CATTLE Australia has warned the nation’s grass-fed beef sector will suffer at the hands of the Australia-European Union Free Trade Agreement (Australia-EU FTA) unless greater volumes of red meat can be negotiated by Australian officials.
It is understood preliminary talks will be held this week in Brussels ahead of Trade Minister, Don Farrell, travelling to a G7 Trade Ministers’ forum in Osaka, Japan, where he will speak with his EU counterpart in a sideline meeting to firm up terms of the agreement.
Terms proposed earlier by the EU include a highly restrictive quota position and tariffs that are disproportionate to the volumes of European-produced meat products that could be exported to Australia.
Current EU market access is for a meagre 3,389 tonnes per year of Australian beef with a tariff imposition of 20% – the equivalent of 10,000 carcasses or just one week’s output from a major processing facility.
Cattle Australia Chair, David Foote, said there was alarm throughout industry a deal would be signed that was not just unhelpful, but extremely limiting to Australian agricultural businesses, including grass-fed beef, now and long into the future.

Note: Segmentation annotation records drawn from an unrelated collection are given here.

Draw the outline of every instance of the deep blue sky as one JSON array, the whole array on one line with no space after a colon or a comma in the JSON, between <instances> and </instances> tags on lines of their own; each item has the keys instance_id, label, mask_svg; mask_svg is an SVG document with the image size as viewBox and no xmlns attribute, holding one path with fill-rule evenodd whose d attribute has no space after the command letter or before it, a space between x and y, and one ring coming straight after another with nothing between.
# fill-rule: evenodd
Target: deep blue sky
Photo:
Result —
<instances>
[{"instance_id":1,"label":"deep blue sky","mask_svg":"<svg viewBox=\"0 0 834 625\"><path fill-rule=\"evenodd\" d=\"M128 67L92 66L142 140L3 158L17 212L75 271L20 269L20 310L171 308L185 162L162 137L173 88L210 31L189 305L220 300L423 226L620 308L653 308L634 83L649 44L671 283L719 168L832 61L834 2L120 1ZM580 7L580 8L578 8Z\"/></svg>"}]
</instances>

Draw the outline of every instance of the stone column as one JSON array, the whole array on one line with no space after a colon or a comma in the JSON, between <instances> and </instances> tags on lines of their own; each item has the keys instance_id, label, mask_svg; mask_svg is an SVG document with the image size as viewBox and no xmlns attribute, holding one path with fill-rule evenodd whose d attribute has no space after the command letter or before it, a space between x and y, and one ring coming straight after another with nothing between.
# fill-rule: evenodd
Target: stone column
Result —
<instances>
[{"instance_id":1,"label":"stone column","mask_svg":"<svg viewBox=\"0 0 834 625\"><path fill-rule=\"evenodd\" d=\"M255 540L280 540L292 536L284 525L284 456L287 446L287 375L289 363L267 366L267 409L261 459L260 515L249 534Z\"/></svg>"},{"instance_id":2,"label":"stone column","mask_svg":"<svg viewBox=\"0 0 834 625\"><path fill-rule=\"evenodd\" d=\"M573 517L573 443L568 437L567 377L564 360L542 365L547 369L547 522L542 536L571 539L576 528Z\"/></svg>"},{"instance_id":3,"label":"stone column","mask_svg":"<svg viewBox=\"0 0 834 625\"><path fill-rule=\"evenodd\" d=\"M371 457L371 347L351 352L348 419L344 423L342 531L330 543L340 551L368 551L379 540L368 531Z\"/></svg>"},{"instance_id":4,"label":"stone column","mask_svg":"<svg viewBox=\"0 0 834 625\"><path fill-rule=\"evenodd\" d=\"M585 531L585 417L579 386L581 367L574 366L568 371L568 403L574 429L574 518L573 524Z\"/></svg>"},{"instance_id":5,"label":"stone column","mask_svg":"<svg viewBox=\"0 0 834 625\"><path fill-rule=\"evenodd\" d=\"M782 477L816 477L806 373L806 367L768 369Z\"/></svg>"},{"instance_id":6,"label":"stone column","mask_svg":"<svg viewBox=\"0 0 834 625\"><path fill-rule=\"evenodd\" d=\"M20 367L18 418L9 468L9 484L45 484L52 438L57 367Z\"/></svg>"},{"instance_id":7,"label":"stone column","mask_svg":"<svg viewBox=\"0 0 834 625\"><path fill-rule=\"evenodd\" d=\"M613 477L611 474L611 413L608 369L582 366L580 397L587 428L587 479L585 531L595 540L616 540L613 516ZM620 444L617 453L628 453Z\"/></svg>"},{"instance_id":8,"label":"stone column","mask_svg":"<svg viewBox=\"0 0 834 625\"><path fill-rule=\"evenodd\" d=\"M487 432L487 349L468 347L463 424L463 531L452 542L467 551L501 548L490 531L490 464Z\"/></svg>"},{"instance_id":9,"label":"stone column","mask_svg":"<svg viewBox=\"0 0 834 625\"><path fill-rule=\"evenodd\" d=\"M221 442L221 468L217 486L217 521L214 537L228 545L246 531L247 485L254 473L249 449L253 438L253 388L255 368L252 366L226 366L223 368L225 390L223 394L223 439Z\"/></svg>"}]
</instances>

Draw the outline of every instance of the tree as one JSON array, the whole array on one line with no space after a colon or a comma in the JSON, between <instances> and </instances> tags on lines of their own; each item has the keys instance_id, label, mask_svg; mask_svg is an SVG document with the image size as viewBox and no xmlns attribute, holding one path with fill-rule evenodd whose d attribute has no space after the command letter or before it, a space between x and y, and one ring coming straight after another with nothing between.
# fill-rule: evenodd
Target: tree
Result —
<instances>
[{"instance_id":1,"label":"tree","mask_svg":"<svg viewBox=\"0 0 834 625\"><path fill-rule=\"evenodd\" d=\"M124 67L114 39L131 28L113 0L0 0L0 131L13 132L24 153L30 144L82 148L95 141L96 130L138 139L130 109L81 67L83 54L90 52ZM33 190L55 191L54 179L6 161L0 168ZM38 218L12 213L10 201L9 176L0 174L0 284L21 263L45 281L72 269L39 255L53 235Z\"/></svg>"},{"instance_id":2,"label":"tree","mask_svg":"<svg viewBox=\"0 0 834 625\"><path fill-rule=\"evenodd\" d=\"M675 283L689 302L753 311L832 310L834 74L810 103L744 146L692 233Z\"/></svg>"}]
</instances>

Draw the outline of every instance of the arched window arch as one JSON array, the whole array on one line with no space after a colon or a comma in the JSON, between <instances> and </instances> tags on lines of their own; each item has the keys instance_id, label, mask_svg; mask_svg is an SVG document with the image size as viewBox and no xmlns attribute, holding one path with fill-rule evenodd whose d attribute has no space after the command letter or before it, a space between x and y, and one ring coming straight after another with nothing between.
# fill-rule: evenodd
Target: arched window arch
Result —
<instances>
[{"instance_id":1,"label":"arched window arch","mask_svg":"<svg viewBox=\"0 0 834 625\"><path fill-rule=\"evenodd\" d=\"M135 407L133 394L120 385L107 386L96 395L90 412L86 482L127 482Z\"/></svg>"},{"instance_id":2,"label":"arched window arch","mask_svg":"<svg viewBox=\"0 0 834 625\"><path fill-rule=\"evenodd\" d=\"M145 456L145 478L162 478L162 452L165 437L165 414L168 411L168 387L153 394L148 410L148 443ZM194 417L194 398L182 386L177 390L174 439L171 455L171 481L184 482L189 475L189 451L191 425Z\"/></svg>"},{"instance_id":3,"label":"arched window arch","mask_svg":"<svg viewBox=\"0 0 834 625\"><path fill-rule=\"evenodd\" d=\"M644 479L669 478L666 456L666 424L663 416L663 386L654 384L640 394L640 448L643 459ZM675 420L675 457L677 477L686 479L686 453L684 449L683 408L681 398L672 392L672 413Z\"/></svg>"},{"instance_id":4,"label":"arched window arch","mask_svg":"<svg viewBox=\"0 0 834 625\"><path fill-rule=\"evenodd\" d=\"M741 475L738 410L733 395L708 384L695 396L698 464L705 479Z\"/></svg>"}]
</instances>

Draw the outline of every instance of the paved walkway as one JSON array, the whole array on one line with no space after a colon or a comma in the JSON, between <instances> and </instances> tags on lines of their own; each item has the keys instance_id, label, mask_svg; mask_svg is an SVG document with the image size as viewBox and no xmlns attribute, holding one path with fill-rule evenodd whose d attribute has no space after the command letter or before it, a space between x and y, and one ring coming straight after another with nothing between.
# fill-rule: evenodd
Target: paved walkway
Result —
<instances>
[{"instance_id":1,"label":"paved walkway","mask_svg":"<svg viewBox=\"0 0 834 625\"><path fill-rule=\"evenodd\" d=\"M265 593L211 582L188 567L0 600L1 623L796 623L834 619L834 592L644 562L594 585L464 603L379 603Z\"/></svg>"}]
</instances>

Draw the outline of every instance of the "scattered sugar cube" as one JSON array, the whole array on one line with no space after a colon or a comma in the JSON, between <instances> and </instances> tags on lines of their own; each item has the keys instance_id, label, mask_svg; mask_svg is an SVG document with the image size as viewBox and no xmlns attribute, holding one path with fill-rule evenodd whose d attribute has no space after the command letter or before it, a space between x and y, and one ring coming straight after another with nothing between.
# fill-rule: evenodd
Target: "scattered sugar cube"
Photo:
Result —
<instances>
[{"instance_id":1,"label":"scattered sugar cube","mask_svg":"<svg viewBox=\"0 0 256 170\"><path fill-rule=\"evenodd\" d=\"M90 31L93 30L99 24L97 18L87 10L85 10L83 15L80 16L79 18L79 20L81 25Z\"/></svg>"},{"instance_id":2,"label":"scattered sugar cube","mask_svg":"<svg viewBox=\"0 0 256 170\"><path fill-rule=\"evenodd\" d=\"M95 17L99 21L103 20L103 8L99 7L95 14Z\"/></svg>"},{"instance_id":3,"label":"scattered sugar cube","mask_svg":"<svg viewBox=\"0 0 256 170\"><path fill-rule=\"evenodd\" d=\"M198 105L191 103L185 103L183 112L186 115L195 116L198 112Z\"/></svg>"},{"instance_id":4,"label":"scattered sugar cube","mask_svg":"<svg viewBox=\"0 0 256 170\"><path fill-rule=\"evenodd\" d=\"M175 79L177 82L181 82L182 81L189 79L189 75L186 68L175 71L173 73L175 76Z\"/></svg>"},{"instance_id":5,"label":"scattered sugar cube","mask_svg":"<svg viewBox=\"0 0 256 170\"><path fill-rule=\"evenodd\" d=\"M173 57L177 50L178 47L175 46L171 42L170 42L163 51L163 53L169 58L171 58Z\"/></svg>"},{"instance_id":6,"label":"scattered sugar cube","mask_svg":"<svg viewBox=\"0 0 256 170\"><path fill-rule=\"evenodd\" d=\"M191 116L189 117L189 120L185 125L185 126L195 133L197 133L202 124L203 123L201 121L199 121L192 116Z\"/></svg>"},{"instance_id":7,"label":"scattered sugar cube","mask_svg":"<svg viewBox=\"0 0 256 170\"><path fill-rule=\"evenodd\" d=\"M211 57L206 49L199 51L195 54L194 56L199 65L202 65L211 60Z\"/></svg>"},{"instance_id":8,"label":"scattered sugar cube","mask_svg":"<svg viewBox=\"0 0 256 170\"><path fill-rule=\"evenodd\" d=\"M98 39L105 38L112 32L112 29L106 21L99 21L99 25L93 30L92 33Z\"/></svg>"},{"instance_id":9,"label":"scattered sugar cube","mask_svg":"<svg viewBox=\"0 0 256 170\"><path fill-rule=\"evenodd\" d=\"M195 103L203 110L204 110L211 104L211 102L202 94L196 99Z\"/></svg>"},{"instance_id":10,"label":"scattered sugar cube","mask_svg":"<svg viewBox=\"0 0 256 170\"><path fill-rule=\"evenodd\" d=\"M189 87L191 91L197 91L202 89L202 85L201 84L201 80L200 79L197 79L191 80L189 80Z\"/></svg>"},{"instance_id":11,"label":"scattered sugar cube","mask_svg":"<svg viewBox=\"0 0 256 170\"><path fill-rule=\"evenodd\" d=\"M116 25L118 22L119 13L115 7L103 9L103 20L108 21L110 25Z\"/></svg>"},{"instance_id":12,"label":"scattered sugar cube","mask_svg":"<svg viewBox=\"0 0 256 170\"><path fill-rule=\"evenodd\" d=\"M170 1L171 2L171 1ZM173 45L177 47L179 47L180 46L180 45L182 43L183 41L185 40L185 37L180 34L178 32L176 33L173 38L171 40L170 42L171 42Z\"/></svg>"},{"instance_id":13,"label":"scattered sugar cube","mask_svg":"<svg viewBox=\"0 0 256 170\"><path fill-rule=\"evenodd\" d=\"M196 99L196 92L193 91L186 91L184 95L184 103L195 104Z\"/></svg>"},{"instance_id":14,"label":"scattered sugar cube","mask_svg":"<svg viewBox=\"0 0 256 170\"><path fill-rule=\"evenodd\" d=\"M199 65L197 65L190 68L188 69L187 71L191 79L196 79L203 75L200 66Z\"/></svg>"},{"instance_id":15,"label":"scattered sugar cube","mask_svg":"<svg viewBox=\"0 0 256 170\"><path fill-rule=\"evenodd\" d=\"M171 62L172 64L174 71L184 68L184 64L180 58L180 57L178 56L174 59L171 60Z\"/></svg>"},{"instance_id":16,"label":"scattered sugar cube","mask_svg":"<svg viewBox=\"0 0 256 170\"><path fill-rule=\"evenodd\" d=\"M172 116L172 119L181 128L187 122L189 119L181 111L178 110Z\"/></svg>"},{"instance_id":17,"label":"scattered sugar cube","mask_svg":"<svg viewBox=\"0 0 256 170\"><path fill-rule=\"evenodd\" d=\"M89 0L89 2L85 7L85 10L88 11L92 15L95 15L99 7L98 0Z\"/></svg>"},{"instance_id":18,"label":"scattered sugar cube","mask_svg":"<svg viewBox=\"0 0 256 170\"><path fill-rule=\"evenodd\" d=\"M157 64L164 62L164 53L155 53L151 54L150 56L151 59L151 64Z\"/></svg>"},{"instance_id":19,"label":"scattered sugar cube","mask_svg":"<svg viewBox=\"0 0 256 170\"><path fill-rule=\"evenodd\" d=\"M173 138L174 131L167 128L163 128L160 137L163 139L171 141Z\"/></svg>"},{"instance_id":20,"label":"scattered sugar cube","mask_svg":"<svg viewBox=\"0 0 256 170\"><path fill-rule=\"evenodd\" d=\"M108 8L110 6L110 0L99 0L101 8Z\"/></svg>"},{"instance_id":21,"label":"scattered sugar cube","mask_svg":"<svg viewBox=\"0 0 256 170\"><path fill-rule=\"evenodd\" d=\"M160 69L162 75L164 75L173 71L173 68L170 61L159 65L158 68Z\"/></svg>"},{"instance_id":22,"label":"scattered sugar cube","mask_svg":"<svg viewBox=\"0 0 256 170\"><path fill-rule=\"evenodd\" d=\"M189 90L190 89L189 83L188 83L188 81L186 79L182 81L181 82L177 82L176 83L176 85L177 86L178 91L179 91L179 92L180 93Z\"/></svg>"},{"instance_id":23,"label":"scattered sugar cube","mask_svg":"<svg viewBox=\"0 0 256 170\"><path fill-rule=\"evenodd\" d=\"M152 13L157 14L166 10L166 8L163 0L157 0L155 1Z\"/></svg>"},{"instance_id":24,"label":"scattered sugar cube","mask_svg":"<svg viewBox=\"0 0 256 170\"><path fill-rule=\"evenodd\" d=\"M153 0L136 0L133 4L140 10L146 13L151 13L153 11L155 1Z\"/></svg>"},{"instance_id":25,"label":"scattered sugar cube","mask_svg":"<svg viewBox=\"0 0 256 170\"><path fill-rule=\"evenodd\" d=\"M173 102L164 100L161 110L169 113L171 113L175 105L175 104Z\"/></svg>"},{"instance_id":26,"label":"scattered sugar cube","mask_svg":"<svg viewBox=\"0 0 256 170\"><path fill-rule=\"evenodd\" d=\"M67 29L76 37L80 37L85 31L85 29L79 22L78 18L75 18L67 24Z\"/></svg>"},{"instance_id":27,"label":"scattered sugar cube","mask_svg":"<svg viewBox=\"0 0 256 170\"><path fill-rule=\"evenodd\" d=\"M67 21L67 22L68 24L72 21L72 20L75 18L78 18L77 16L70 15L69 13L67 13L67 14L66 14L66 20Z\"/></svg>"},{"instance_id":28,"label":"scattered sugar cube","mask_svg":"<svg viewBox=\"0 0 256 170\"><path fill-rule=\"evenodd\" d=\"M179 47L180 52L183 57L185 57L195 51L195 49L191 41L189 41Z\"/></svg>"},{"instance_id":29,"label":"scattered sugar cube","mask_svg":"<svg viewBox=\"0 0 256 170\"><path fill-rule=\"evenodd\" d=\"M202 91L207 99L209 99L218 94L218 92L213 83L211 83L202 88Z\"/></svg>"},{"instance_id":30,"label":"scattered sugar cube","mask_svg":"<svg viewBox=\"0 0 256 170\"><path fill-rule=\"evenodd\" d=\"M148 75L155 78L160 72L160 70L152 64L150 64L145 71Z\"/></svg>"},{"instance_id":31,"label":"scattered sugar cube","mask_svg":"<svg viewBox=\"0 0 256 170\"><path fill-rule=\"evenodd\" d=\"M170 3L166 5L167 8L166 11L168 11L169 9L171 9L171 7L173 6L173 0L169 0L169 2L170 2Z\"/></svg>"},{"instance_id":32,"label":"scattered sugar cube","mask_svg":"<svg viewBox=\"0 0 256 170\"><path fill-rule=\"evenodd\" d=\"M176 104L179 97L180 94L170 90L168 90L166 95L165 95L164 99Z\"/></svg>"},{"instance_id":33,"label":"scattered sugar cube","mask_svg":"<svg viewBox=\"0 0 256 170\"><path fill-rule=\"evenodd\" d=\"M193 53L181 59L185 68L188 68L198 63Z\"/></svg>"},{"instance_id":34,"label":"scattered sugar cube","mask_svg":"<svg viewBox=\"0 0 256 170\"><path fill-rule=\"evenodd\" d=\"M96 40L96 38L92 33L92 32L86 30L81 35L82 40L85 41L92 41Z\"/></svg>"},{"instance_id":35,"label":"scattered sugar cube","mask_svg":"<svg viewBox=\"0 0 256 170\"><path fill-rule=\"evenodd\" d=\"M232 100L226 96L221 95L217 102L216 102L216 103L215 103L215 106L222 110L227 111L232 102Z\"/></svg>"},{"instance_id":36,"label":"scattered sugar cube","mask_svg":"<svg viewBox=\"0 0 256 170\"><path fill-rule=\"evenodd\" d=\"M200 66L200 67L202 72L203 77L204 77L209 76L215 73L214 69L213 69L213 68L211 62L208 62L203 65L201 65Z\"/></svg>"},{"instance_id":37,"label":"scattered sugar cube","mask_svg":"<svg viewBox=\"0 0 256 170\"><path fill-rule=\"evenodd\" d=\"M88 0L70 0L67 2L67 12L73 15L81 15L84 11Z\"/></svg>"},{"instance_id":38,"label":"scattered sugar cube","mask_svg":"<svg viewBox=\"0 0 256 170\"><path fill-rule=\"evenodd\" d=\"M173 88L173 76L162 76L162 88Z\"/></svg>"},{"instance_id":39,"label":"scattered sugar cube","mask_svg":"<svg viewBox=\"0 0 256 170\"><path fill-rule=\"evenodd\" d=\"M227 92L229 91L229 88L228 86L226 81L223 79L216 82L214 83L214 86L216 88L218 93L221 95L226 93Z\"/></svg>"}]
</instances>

“It makes zero sense to open the gates to more EU-produced food coming into our country while limiting the volumes we can export in return,” Mr Foote said.
“Minister Farrell has stated no deal will be signed that is not in Australia’s overall best interest, however Cattle Australia remains concerned current terms could see our sector traded off for improved non-agricultural industry access to the EU market bloc.”
Mr Foote said Cattle Australia feared a decision could be rushed in Osaka for the sake of making a deal in this Government cycle, without full consideration of the long-term impact it would have on an industry which contributes almost 12% of the nation’s total goods and services exports.
“Based on the original offers, and the extremely limited volume access we will likely have to the EU, this agreement gives us no opportunity to either grow our volume over time nor operate on a level playing field with other agrifood producing nations such as the USA, New Zealand, Canada and South America, in a trade environment where the EU directly competes with meat exports to our key markets such as China, South Korea, Japan and USA,” Mr Foote said.
“This all adds to our home-grown producers being at a distinct market access disadvantage that will go on to impact the prosperity of rural and regional communities.
“The EU says it wants the FTA to level its access to the Australian market with other members of the Trans-Pacific Partnership such as the USA, China, Japan and Korea, but this simply cannot be done at the expense of our own agriculture sector.
“The grass-fed cattle industry urges our representatives to push the EU to present terms that are equitable and reasonable for our sector, or to simply walk away from what are currently unfair conditions.
“We want a fair trade deal, not just a Free Trade Deal.”